Regia di Mario Costa vedi scheda film
C'è un leit-motiv evidente in tutto questo estremo Spaghetti-W di media fattura, ma di grande impatto, ed è quello sessuale. L'azione infatti è progredita dalla pura esigenza di Johnny Laster di fare sesso. Ci prova sempre, ma c'è sempre qualcuno o qualcosa che lo ferma. E' un violento, non si fa scrupoli di nessun tipo e la sua astensione sessuale lo acceca ancora di più. Uccide senza battere ciglio, e persino i suoi complici ad un certo punto lo rifiuteranno. Il bel Ricardo, dopo la morte dell'amata, deciderà di porre fine a tutta questa storia, che gli decimerà poi tutti gli affetti (famiglia, amore e amici) una volta per tutte. Il Johnny Laster di Klaus Kinski è qualcosa di gigantesco. Basta questa sua performance per dimostrare quanto non è la produzione o la fattura finale di un film a fare la differenza: ma l'attore. Sono i personaggi, affidati ai volti giusti, a creare l'interesse alla pellicola e a decretarne o meno lo stato di cult. Johnny Laster è uno di quelli, o meglio...Klaus Kinski è uno di quelli. Perchè è lui che aderisce così profondamente al personaggio, che sembra tra l'altro il suo calco perfetto. Infatti nel carattere della "Belva" troviamo i tratti peculiari, e anche poi distortamente resi famosi, di Klaus Kinski: l'irrequietezza sessuale, gli scatti d'ira improvvisi, la sua violenta impetuosità, l'attaccamento al denaro, e l'isolamento muto e duro di un uomo contraddittorio ma profondo.

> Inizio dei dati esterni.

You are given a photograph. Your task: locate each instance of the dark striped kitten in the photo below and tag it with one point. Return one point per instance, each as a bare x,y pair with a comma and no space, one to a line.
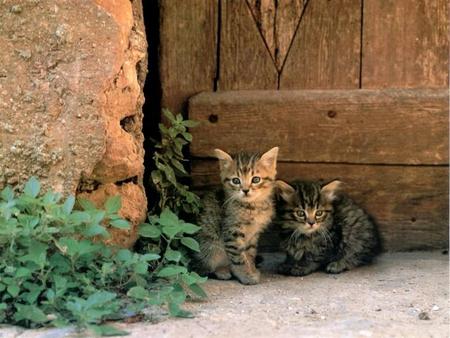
233,217
322,228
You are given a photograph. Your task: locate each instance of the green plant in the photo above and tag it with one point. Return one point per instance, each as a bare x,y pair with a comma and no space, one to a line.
55,270
168,159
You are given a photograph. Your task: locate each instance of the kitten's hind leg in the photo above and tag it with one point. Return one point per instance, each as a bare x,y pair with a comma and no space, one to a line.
337,266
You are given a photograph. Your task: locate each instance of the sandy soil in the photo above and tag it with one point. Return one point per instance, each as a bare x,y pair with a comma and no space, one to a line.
386,299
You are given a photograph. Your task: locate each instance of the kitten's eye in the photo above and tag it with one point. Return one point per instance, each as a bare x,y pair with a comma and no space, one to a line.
300,213
256,179
236,181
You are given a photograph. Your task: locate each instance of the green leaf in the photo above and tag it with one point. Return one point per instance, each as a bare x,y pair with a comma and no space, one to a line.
22,272
167,217
177,164
29,312
150,257
172,255
172,231
100,298
124,255
189,228
107,331
190,243
113,204
187,136
167,113
120,224
96,216
7,194
171,270
32,187
13,290
149,231
138,292
68,205
141,268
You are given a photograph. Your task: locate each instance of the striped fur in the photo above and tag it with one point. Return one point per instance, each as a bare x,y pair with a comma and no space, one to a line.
322,228
234,216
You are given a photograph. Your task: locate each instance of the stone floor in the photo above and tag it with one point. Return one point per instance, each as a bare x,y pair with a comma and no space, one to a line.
401,295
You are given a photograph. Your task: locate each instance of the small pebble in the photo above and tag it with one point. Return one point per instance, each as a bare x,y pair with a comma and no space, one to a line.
424,316
16,9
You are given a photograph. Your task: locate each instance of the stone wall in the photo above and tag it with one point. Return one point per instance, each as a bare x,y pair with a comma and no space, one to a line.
71,80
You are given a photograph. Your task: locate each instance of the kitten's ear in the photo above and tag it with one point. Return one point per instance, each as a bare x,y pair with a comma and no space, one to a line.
330,189
286,191
269,158
224,159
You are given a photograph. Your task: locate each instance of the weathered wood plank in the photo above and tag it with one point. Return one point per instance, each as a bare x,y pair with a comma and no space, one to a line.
405,44
393,126
326,49
188,44
245,62
277,21
410,203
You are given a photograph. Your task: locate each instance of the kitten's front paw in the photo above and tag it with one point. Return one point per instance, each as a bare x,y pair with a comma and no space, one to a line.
336,267
223,273
246,277
300,271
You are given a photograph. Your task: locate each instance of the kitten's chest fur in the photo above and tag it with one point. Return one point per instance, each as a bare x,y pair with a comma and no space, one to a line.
250,218
315,244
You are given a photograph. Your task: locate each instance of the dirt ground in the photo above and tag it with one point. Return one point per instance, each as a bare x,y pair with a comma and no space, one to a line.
401,295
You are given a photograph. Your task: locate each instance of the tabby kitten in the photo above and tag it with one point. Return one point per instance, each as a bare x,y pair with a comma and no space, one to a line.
233,217
321,227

La seconda parte del film non solo scorre meglio, ma è più densa di azione e di belle idee, sia narattive che visive. Ed è proprio in questa sezione, quella dell'azione appunto,in cui Kinski da il suo meglio. Braccato da chi si vuole vendicare, desideroso di denaro e incontenibilmente arrapato (forse l'immagine dell'inquieto anti-eroe moderno?) comincia a dar fuori di sè, sbavando e uccidendo. Peccato però per la brevità dell'inseguimento di Juanita nel bosco, dove la ripresa molto "docu" ci scaraventa all'improvviso verso uno pseudo-reale tentativo di stupro, teso, serrato e senza fronzoli aggiuntivi. Peccato per i suoi tagli. Ma a colpire esageratamente l'immaginario spaghetti è la sparatoria finale (o semi-finale) in cui Ricardo spara e colpisce in viso la Belva-Kinski che ruzzola giù da alcune rocce davvero belle e suggestive, in una sequenza contorta e montata febbrilmente tanto da farci dire: "Muore proprio come una bestia". Il luogo di questo scontro bellissimo, montanto con rara ispirazione (che non si ha per tutto l'arco del film per esempio) è di una suggestione particolare, a metà strada tra il paesaggio lunare, il deserto di Tabernas e un non luogo imprecisato del nostro più intimo immaginario.
Grande Kinski: in "La Belva" è un gigante.